HOUSE CALLS: I'm not sure what Fox's House has in store for next week's series finale, but it's going to have to go the extra mile to upstage tonight's penultimate episode (9/8c), a powerhouse showdown between Hugh Laurie's House and Robert Sean Leonard's Wilson (a performance that could earn this fine actor his first Emmy nomination). These two stubborn doctors square off over Wilson's plans (or lack thereof) for treatment of his cancer, an illness that's casting a pall over the entire hospital. House, as always, has an arsenal of manipulative tricks up his sleeve, but Wilson is adamant that for once, it's not all about House. "Does it ever stop being surreal?" Wilson asks Thirteen (Olivia Wilde returning for a meaningful visit) about living with a terminal illness.
It gets very real, though, in explosive scenes of catharsis for Laurie and Leonard, before a twist ending that reminds us how fleeting time really is for these doctors and this show. Even if you've drifted away from Princeton Plainsboro in recent seasons — this one in particular was a chore, up until the Wilson dilemma — you might want to check back in now.

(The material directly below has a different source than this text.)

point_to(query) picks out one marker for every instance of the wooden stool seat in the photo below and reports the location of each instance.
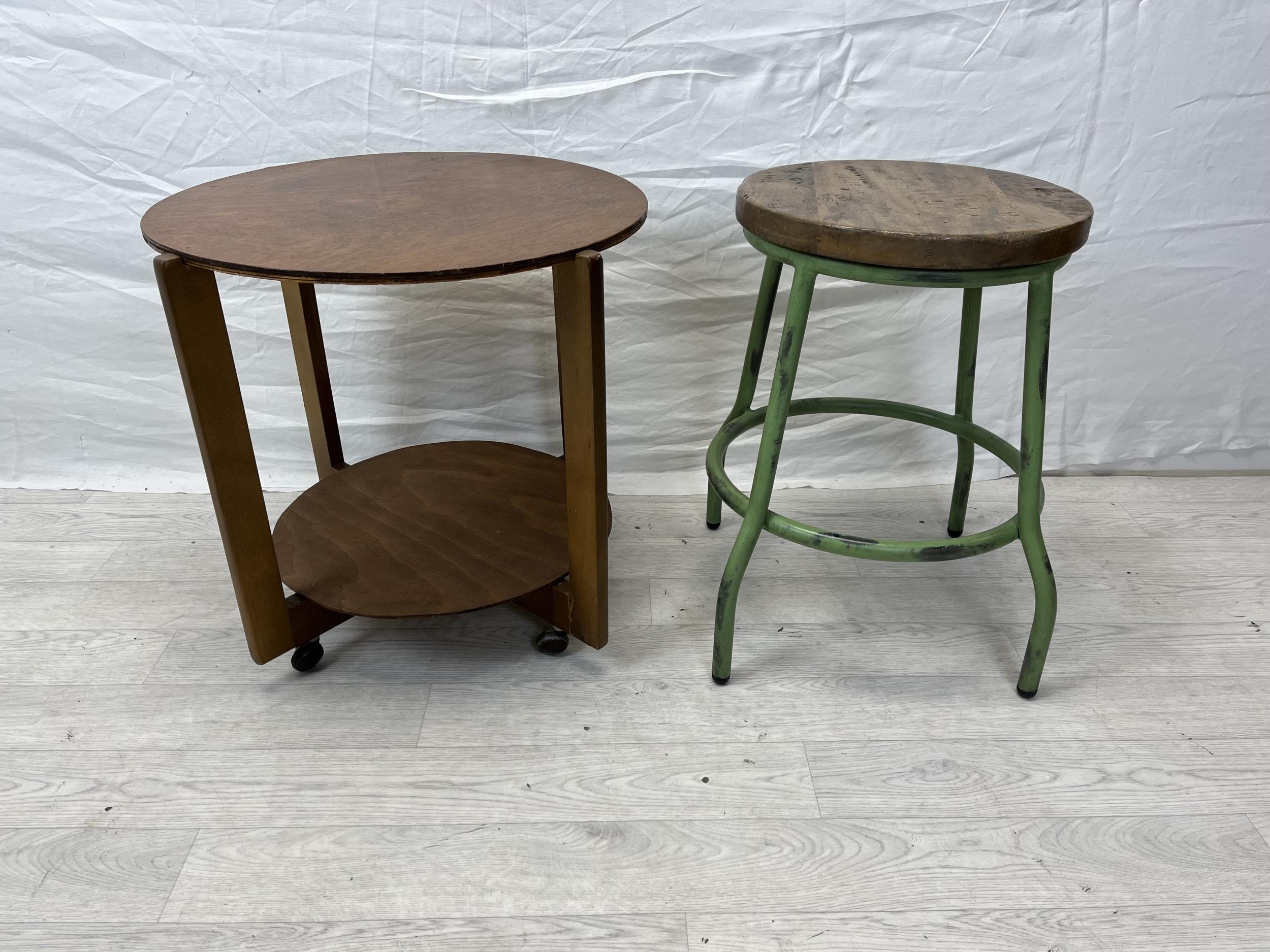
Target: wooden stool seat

THE GUIDE: What else has the TV watercooler buzzing? ... The return of NBC's America's Got Talent (8/7c), introducing Howard Stern as the controversial new judge (replacing Piers Morgan) with two-hour audition episodes tonight and Tuesday. How outrageous will he choose, or be allowed, to be? Will he scare children and make old people cry? These questions are reason enough to explain why he was chosen for the gig, and NBC is so confident this summer hit will make even more noise with him on board, they're premiering the show several weeks earlier than usual. ... Weddings figure prominently in the finales of CBS' How I Met Your Mother (8/7c), in which Barney's bride is revealed in the second of two back-to-back episodes, and Mike & Molly (9:31/8:31c), where the title twosome finally get hitched after many comic obstacles. (In the first half of the Mother finale, Lily goes into labor.) ... The cast of Mad Men opens up to James Lipton on Bravo's Inside the Actors Studio (7/6c), with creator Matthew Weiner explaining why Jon Hamm had to audition seven times before being cast as Don Draper. ... Craig Ferguson begins a week-long stay in his native Scotland on CBS' The Late Late Show (12:37/11:37c). ... Emily Maynard, having ended a relationship with Brad Womack, becomes the first single mom to claim the title of The Bachelorette (ABC, 9:31/8:31c). ... HBO examines The Weight of the Nationin a multi-part documentary series about the U.S. obesity crisis, airing Monday and Tuesday (8/7c).